In [66]:
from random import shuffle
import polars as pl
import altair as alt

### Prepare dataset


In [67]:
data = [
    (165, 60), (170, 65), (175, 75), (160, 50), (180, 80),
    (172, 68), (178, 72), (155, 48), (168, 58), (177, 70),
    (169, 64), (176, 78), (182, 85), (163, 55), (173, 69),
    (171, 66), (159, 52), (174, 74), (167, 62), (179, 78),
    (164, 57), (161, 53), (166, 59), (162, 54), (158, 50),
    (174, 77), (168, 63), (177, 73), (165, 61), (172, 70),
    (176, 76), (180, 82), (159, 49), (173, 67), (178, 74),
    (182, 88), (170, 66), (175, 79), (169, 65), (160, 54),
    (164, 56), (162, 52), (166, 60), (180, 83), (170, 68),
    (157, 45), (161, 58), (175, 75), (171, 64), (177, 72),
    (179, 81), (174, 78), (163, 59), (168, 62), (165, 66),
    (164, 61), (172, 69), (176, 76), (158, 48), (169, 64),
    (171, 70), (174, 74), (167, 65), (180, 82), (165, 63),
    (178, 79), (159, 55), (162, 57), (169, 67), (173, 71),
    (166, 60), (157, 50), (164, 62), (172, 74), (176, 77),
    (180, 81), (161, 56), (175, 72), (170, 69), (178, 78),
    (165, 64), (159, 52), (173, 70), (167, 63), (172, 67),
    (180, 86), (176, 74), (164, 58), (170, 68), (167, 66),
    (171, 65), (160, 53), (178, 82), (182, 85), (159, 51),
    (163, 55), (166, 61), (165, 59), (176, 72), (171, 73),
    # (177, 77), (173, 68), (174, 76), (170, 66), (161, 58),
    # (162, 54), (168, 60), (164, 59), (177, 80), (175, 73)
]

shuffle(data)

train_data_length = round(len(data) * 0.75)

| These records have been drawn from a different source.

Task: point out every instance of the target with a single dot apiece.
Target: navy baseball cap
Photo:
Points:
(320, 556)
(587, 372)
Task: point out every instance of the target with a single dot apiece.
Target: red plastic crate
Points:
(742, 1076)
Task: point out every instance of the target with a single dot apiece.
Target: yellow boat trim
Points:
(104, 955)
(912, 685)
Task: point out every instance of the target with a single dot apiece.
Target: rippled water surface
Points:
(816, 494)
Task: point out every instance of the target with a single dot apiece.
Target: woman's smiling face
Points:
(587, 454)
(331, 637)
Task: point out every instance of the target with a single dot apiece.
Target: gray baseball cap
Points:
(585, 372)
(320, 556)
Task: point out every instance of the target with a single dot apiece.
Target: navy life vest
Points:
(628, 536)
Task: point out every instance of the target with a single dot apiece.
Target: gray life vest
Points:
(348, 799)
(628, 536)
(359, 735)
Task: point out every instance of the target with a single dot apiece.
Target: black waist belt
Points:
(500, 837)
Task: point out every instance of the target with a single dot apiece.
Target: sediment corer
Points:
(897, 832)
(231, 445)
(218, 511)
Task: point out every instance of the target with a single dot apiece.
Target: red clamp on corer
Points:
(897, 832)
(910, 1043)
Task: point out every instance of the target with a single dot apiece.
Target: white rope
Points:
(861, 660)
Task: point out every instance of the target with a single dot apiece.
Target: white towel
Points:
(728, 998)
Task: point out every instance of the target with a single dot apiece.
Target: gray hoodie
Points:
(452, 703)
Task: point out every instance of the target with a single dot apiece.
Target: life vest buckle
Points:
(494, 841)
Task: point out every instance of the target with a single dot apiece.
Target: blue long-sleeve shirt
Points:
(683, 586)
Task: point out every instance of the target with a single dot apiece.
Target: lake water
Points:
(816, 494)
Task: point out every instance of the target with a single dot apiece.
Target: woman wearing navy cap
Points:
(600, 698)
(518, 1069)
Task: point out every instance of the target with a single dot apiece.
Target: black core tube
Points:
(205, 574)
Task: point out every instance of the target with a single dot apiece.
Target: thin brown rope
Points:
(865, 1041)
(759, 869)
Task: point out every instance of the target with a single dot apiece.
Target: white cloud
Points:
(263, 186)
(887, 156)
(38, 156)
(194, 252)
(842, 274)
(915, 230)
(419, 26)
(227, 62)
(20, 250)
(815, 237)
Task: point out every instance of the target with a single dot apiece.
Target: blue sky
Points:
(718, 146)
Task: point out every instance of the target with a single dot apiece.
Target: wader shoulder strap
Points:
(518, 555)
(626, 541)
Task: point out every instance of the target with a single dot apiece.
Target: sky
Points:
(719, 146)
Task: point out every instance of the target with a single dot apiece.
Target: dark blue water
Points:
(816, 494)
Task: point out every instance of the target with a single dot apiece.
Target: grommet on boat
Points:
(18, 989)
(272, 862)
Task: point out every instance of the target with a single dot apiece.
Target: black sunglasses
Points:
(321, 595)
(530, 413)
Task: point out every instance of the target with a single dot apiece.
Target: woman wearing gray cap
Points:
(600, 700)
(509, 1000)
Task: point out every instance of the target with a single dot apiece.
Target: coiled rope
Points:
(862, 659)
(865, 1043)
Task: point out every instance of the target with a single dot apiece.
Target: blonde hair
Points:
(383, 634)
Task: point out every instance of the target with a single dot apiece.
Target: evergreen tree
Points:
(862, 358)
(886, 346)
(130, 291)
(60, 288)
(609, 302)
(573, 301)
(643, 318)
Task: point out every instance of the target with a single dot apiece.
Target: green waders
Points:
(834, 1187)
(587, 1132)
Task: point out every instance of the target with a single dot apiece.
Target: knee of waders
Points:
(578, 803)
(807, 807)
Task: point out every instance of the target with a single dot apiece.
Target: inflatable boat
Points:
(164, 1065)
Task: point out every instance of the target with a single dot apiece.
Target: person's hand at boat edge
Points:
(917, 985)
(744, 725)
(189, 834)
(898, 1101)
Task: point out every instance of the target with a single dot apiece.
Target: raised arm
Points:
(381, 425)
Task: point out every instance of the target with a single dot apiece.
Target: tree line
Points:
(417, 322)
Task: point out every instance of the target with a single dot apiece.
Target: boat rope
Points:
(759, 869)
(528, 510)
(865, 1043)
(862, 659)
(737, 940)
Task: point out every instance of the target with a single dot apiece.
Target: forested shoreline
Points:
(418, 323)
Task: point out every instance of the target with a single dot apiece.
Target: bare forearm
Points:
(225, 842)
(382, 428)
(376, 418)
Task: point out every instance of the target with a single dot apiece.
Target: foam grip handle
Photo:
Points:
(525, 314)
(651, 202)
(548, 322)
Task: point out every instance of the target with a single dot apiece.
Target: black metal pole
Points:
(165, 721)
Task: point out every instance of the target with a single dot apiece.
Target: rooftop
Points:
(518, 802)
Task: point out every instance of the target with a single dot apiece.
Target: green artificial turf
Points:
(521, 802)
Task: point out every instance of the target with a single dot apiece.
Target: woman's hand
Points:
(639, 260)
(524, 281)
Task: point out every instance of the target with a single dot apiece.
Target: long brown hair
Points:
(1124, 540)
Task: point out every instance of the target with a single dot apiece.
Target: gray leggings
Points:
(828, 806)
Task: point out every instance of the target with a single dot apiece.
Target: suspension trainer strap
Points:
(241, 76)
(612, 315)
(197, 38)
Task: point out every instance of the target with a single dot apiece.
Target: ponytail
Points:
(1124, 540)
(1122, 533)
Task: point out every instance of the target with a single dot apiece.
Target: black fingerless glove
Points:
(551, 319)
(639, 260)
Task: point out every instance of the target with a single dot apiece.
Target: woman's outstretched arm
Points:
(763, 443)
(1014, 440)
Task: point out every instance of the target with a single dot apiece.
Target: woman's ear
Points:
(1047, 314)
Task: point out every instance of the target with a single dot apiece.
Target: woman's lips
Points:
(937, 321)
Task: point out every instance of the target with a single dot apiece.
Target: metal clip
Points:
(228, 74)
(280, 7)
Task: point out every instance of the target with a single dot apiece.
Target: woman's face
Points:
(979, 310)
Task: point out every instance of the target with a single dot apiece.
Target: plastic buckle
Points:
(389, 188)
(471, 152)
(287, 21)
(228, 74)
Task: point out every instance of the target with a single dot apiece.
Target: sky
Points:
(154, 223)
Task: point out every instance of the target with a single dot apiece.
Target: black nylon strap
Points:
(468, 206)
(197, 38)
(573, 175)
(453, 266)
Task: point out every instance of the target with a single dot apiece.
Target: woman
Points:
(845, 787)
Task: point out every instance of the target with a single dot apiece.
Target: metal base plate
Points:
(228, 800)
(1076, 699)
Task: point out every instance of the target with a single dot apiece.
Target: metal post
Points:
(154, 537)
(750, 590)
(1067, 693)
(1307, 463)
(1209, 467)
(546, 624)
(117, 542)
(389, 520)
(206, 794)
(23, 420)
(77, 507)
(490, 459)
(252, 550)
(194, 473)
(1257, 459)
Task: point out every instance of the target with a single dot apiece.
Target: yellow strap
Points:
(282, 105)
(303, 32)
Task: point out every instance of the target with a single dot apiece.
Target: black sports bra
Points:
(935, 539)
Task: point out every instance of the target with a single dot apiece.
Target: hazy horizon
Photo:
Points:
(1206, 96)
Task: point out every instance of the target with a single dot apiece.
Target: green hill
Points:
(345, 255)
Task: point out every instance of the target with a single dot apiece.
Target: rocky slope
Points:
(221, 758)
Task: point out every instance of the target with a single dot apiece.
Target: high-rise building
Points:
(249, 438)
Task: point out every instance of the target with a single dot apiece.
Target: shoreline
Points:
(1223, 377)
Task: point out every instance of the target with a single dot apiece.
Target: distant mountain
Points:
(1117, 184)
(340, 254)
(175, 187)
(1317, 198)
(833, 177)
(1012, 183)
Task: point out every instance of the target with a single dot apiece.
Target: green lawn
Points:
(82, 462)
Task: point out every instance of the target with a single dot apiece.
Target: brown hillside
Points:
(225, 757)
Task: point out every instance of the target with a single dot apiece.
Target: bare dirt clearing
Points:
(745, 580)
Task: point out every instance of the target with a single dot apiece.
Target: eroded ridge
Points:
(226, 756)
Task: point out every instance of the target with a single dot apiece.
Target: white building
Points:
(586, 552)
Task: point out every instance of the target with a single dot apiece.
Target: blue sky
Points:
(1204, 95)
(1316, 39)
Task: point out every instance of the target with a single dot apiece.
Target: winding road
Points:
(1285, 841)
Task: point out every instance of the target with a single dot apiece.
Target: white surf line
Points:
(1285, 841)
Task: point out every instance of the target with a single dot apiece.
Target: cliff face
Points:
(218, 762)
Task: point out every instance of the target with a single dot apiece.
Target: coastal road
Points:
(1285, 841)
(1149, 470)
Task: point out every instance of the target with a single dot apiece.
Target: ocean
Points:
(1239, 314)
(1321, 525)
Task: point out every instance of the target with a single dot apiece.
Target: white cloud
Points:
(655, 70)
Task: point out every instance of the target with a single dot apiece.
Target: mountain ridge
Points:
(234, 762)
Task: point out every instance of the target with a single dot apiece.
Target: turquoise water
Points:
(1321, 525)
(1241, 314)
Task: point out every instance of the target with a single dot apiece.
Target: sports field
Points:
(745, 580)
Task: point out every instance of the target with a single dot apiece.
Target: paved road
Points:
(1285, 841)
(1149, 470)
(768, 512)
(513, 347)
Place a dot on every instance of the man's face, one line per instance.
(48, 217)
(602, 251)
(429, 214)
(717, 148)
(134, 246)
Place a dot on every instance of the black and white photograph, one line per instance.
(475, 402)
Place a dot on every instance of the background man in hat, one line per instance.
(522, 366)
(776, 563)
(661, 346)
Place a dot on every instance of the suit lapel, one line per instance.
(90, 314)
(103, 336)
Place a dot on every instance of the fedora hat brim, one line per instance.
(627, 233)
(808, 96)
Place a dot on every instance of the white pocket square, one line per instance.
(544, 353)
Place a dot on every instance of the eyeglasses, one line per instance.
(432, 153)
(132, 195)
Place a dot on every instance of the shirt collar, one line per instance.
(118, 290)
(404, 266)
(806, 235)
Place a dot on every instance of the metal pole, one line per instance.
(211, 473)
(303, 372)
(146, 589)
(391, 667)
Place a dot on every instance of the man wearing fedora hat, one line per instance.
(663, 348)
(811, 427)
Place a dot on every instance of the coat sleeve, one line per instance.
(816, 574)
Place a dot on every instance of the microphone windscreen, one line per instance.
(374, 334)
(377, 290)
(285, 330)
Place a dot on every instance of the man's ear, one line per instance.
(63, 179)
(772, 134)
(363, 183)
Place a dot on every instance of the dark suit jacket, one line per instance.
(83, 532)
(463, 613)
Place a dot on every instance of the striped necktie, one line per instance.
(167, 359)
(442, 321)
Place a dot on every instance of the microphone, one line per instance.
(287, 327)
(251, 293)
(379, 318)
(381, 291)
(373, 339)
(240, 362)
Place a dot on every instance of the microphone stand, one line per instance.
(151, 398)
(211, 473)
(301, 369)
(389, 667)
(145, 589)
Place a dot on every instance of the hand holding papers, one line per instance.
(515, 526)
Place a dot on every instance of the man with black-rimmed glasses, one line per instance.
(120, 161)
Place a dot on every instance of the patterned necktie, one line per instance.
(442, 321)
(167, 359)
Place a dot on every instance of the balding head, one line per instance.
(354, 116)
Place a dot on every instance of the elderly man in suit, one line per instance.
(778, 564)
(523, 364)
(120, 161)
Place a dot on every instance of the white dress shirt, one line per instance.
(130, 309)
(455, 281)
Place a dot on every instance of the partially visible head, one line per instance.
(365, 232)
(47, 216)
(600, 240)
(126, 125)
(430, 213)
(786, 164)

train_data = data[:train_data_length]
test_data = data[train_data_length:]

train_df = pl.DataFrame(
    data=train_data,
    schema=['height', 'weight'],
    orient='row'
)

test_df = pl.DataFrame(
    data=test_data,
    schema=['height', 'weight'],
    orient='row'
)

display(train_df)
display(test_df)

height,weight
i64,i64
170,69
162,54
177,73
163,55
178,72
…,…
160,53
171,65
170,65
169,65


height,weight
i64,i64
178,74
176,74
172,67
182,85
170,66
…,…
173,71
175,75
171,70
176,72


### Calculate weight prediction


In [68]:
height_mean = train_df['height'].mean()
weight_mean = train_df['weight'].mean()

numerator = ((train_df['height'] - height_mean) *
             (train_df['weight'] - weight_mean)).sum()
denominator = ((train_df['height'] - height_mean) ** 2).sum()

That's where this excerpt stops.